Personal information
- Full name: Ingrid Sternhoff
- Date of birth: 25 February 1977 (age 49)
- Place of birth: Haugesund, Norway
- Height: 1.90 m (6 ft 3 in)
- Position: Goalkeeper

Youth career
- SK Nord
- SK Vard

College career
- Years: Team / Apps / (Gls)
- 1997–1999: Hartford Hawks

Senior career*
- Years: Team / Apps / (Gls)
- SK Haugar
- 1997: Kolbotn IL
- 2000: Boston Renegades / 3 / (0)
- 2001: SK Haugar
- 2002–2003: Klepp IL

International career
- 1992–1993: Norway U16 / 8 / (0)
- 1994–1996: Norway U20 / 9 / (0)
- 1995: Norway / 2 / (0)

Medal record
Olympic Games
| Bronze medal – third place | 1996 Atlanta | Team |
World Cup
| Gold medal – first place | 1995 Sweden | Team |

= Ingrid Sternhoff =

Norwegian footballer (born 1977)

Ingrid Sternhoff (born 25 February 1977) is a Norwegian former football goalkeeper.
==Sports career==

As a child Sternhoff played for SK Nord and SK Vard. Sternhoff was a Norway youth international between 1992 and 1996. She played for SK Haugar when she was called up to the Norwegian national team for the first time. She made her international debut with two games in the 1995 Algarve Cup, which became her only international outings.

As an understudy to the celebrated Bente Nordby, she was an unused substitute on the Norwegian team that won the 1995 FIFA Women's World Cup in Sweden. She also featured on the Norwegian panel that won the bronze medal for Women's Football at the 1996 Summer Olympics.

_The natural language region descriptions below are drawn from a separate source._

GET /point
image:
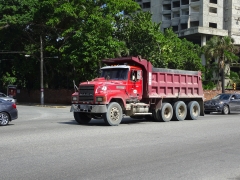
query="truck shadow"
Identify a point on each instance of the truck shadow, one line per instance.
(100, 122)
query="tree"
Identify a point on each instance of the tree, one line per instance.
(222, 49)
(144, 37)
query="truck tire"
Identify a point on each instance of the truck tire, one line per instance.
(4, 118)
(225, 110)
(81, 118)
(179, 111)
(113, 116)
(193, 110)
(164, 114)
(149, 118)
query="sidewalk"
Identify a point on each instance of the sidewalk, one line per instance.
(45, 105)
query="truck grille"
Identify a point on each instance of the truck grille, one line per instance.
(86, 93)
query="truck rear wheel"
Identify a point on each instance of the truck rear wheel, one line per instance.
(193, 110)
(81, 118)
(179, 111)
(164, 114)
(113, 116)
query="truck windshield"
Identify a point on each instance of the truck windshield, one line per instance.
(222, 96)
(115, 73)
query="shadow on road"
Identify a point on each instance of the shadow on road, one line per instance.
(100, 122)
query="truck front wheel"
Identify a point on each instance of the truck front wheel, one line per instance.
(113, 116)
(81, 118)
(193, 110)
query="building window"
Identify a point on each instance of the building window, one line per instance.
(213, 25)
(213, 10)
(184, 26)
(194, 23)
(185, 12)
(167, 7)
(176, 4)
(213, 1)
(146, 5)
(166, 17)
(185, 2)
(175, 28)
(176, 14)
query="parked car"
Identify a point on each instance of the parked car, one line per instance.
(7, 98)
(225, 103)
(8, 112)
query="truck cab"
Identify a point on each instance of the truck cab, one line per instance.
(127, 86)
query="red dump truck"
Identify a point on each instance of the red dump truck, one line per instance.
(131, 86)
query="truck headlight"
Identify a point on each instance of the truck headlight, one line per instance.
(74, 98)
(101, 89)
(99, 99)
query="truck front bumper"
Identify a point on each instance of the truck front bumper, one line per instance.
(88, 108)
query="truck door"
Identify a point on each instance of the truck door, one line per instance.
(135, 84)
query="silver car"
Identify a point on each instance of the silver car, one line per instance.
(8, 112)
(7, 98)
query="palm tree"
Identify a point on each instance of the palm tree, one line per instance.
(222, 49)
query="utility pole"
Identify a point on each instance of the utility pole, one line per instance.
(41, 71)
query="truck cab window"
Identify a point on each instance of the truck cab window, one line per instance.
(134, 76)
(115, 73)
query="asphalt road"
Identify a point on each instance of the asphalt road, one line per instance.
(46, 143)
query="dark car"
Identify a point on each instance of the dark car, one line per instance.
(8, 112)
(225, 103)
(7, 98)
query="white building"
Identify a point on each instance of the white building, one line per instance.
(197, 20)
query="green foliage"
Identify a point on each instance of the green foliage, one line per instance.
(82, 33)
(208, 85)
(143, 37)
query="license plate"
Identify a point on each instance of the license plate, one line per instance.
(85, 107)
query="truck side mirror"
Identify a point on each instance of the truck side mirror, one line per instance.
(138, 75)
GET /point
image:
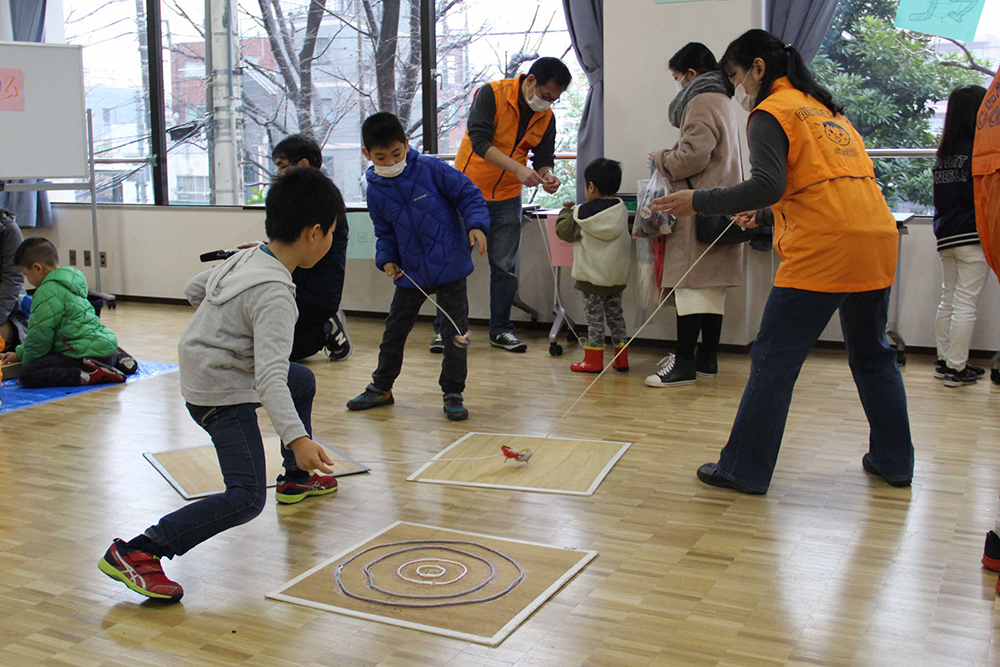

Her clubs include Kolbotn IL, Klepp IL as well as another spell in SK Haugar. Sternhoff went to college in America, attending the University of Hartford. While at the University of Hartford she played for the university soccer team. In 2000 she played for Boston Renegades of the USL W-League. She made three appearances. She returned home to Norway ahead of the 2001 season and re-joined SK Haugar, intending to play outfield as a central defender.